Structural Life‑Regime Profiles#
SLRP_module.json— Agentic module schema role assignments
A triadic substrate for cross‑domain life‑regime analysis
Structural Life‑Regime Profiles provide a unified, architecture‑agnostic framework for describing how biological and artificial systems perceive, process, and act within their environments.
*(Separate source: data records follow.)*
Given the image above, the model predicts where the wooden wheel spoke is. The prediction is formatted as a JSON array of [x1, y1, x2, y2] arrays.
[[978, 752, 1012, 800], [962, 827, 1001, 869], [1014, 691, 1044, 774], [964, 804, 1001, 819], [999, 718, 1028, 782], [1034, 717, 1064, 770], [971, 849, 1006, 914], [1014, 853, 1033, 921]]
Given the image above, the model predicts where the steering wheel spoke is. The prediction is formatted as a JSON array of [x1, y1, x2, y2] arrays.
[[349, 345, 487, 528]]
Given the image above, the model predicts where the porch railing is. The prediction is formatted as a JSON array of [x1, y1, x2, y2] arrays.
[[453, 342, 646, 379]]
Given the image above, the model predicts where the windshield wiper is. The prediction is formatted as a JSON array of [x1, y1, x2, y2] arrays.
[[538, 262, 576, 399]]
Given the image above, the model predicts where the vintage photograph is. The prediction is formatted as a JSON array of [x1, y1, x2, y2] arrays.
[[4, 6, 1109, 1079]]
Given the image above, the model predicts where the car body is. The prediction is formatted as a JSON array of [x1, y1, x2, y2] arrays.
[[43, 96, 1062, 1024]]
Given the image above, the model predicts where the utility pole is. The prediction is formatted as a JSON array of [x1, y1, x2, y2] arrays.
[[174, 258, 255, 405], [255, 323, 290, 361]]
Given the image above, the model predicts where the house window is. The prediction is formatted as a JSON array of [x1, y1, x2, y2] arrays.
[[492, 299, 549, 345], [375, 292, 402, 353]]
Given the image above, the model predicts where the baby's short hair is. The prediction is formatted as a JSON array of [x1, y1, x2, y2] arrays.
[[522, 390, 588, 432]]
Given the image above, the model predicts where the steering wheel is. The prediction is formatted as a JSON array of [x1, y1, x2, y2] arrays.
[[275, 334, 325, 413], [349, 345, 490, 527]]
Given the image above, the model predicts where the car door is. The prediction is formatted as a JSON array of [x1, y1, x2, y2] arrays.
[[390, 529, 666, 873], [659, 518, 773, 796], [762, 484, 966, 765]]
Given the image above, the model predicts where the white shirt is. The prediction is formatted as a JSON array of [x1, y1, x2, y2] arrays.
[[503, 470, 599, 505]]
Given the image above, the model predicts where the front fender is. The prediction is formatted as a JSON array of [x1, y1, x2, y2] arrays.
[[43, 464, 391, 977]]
The goal is to align life‑regime modeling with the vST substrate, reduce conceptual drift, and simplify cross‑species and cross‑architecture comparisons.
This artifact introduces a minimal structural grammar for life‑regimes, enabling consistent classification across organisms, autonomous systems, and synthetic agents.
Purpose#
Life‑regimes emerge whenever a system maintains coherence through:
- structural constraints
- sensory coupling
- environmental interaction
- behavioral patterns
- drift and stability conditions
This project formalizes those regimes into a substrate‑level profile that can be applied to:
- biological species
- autonomous AI models
- robotics stacks
- synthetic lifeforms
- hybrid or emergent systems
The result is a cross‑domain atlas of life‑regimes that supports research, validation, and large‑scale comparative analysis.
Triadic Substrate#
Each life‑regime profile is organized around three structural layers:
1. Structural Regime#
Internal architecture, memory, learning capacity, computational constraints, and coherence mechanisms.
2. Sensory Regime#
Modalities, bandwidth, resolution, perceptual limits, and environmental coupling.
3. Environmental Regime#
Habitat, temporal cycles, social structure, resource patterns, and survival pressures.
These layers define the system’s “universe” — what it can sense, compute, predict, and respond to.
Regime Axes#
Life‑regime profiles are mapped using a set of invariant axes:
- structural complexity
- sensory modality profile
- environmental coupling
- behavioral regime (reflexive → tactical → strategic → symbolic)
- drift conditions
- stability anchors
These axes form a coordinate system for cross‑species and cross‑architecture comparison.
Applications#
Biological Systems#
Profiles reveal commonalities and differences across species, including:
- shared invariants
- regime disconnects
- sensory asymmetries
- environmental dependencies
Autonomous Systems#
Profiles simplify AI alignment and validation by requiring:
- declared sensory boundaries
- declared reasoning regimes
- declared failure postures
- drift‑aware transitions
- environment‑coupled behavior
This reduces architectural complexity and improves predictability.
Big‑Data Research#
The taxonomy supports large‑scale comparative datasets across:
- species
- agents
- robotics platforms
- synthetic lifeforms
Repository Structure#
docs/structural_life_regime_profiles/
├── README.md
├── substrate_definition.md
├── regime_axes.md
├── life_regime_taxonomy.md
├── cross_species_comparison.md
├── autonomous_system_alignment.md
├── drift_and_stability_profiles.md
├── glossary.md
└── references.md
Optional examples:
docs/structural_life_regime_profiles/examples/
├── human.md
├── chimpanzee.md
├── chrysina_gloriosa.md
├── llm_agent.md
├── robotics_stack.md
└── synthetic_lifeform.md
Status#
This artifact is part of the expanding TriadicFrameworks canon and serves as the bridge between biological life‑regimes and autonomous system regimes. It provides the structural foundation for future comparative studies, vST‑aligned modeling, and cross‑domain regime analysis.
Citation#
If you use this work, please cite the relevant TriadicFrameworks Zenodo entries. Each paper includes a CITATION.cff file with complete metadata.